Scanning electron microscopy images of epidermal cells of the inflorescence stems of wild-type (A), rcd1-3 (B), and rcd1-3; sro1-1 (C) plants. The double mutant stems have less cell elongation. The middle portion of two representative stems from each genotype is shown. Bar = 100 μm.

Figure 7.

rcd1-3; sro1-1 seedlings respond to exogenous gibberellic acid (GA₃) and brassinosteroid (BR). A, Mock treatment. B, Treatment with 10 μm GA₃. The hypocotyls of the GA₃-deficient mutant (ga1-2; Sun and Kamiya, 1994) and the wild type elongate on application of GA₃, while only some rcd1-3; sro1-1 seedlings respond due to the fact that these seedlings have short or absent hypocotyls. C, Mock treatment. D, Treatment with 0.1 μm BR. The leaves of rcd1-3; sro1-1 seedlings expand in response to BR, similar to the wild type and a BR-deficient mutant (det-2). However, petioles are absent on rcd1-3; sro1-1 leaves. Plants shown in A and B are 1 week old, and those shown in C and D are 3 weeks old.

Figure 8.

RCD1 and SRO1 are necessary for embryogenesis and seed development. A, Wild-type seeds. B, Class I rcd1-3; sro1-1 seeds are oddly shaped but of approximately wild-type size. C, Class II rcd1-3; sro1-1 seeds are both oddly shaped and shrunken. D, Mature wild-type embryos. E and F, Mature rcd1-3; sro1-1 embryos. These embryos are abnormally shaped and sized. The roots and hypocotyls are most affected. Pink arrowheads, Absence of hypocotyls; red arrowheads, short hypocotyls; green arrowheads, abnormal shape and structure of cotyledons; yellow arrowhead, arrest of embryo development at approximately the globular stage. G and H, Siliques of rcd1-3; sro1-1 plants. G, A young rcd1-3; sro1-1 silique in which seeds appear to be of normal size and shape. H, A mature rcd1-3; sro1-1 silique. By this stage in fruit development, the seeds have become small and shrunken.

Figure 9.

RCD1 and SRO1 control ovule morphogenesis and embryogenesis. A and B, Ovules 4 d after emasculation. A, The wild type.
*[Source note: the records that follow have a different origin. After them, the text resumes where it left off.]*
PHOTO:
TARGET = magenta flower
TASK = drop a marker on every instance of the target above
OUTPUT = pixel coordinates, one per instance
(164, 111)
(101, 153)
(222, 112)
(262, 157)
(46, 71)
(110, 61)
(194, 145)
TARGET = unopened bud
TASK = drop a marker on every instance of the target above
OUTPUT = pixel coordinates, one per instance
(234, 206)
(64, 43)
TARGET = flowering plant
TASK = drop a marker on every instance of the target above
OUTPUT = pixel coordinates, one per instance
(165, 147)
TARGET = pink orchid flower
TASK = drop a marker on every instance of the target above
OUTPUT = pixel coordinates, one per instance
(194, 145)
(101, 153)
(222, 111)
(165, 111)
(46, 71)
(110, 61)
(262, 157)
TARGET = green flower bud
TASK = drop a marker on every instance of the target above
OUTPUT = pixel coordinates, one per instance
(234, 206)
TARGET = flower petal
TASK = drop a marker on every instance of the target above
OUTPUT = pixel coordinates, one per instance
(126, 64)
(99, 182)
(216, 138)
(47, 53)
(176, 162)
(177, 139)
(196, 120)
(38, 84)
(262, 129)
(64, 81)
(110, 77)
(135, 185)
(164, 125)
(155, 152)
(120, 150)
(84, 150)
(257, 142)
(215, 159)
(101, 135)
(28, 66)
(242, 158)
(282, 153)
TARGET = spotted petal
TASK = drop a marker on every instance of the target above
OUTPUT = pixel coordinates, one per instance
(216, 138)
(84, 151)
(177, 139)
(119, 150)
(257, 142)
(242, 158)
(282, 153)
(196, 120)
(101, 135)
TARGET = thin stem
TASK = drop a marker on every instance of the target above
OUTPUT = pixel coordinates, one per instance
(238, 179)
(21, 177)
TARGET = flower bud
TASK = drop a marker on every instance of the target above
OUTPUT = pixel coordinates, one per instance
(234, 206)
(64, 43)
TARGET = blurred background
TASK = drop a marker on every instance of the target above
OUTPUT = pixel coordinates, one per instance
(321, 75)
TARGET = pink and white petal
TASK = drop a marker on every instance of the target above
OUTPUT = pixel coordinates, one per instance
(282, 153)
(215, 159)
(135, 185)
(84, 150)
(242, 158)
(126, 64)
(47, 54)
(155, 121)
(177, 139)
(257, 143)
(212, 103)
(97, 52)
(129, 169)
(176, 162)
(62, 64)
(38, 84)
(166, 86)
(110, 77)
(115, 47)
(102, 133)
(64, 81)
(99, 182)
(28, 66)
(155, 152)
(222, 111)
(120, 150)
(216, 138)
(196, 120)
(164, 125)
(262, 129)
B, rcd1-3; sro1-1 mutant ovule is misshapen and small. C to E, Early globular stage embryos. C, The wild type. D and E, rcd1-3; sro1-1 globular embryos are normal. F to H, Heart-stage embryos. F, The wild type. G and H, rcd1-3; sro1-1 heart-stage embryos are broader than the wild type. I to N, Mature embryos. I, The wild type. J to N, rcd1-3; sro1-1 mature embryos display a range of phenotypes and do not fill seed. Bars = 50 μm. Each row has one bar that applies to all images in that row.

Figure 10.

Both the regulatory regions and the coding regions of RCD1 and SRO1 vary in activity. A, Complementation of rcd1-3 mutants by pRCD1∷SRO1g and pSRO1∷RCD1. Three independent transgenic lines are shown for each transgenic construct to illustrate variation in complementation. B, Complementation of rcd1-3; sro1-1 mutants by pRCD1∷SRO1g and pSRO1∷RCD1. Five independent transgenic lines are shown for pRCD1∷SRO1g (center) and two independent lines for pSRO1∷RCD1 (extreme right). The ability of pRCD1∷SRO1g to rescue the double mutant is variable. Plants shown are 45 d old.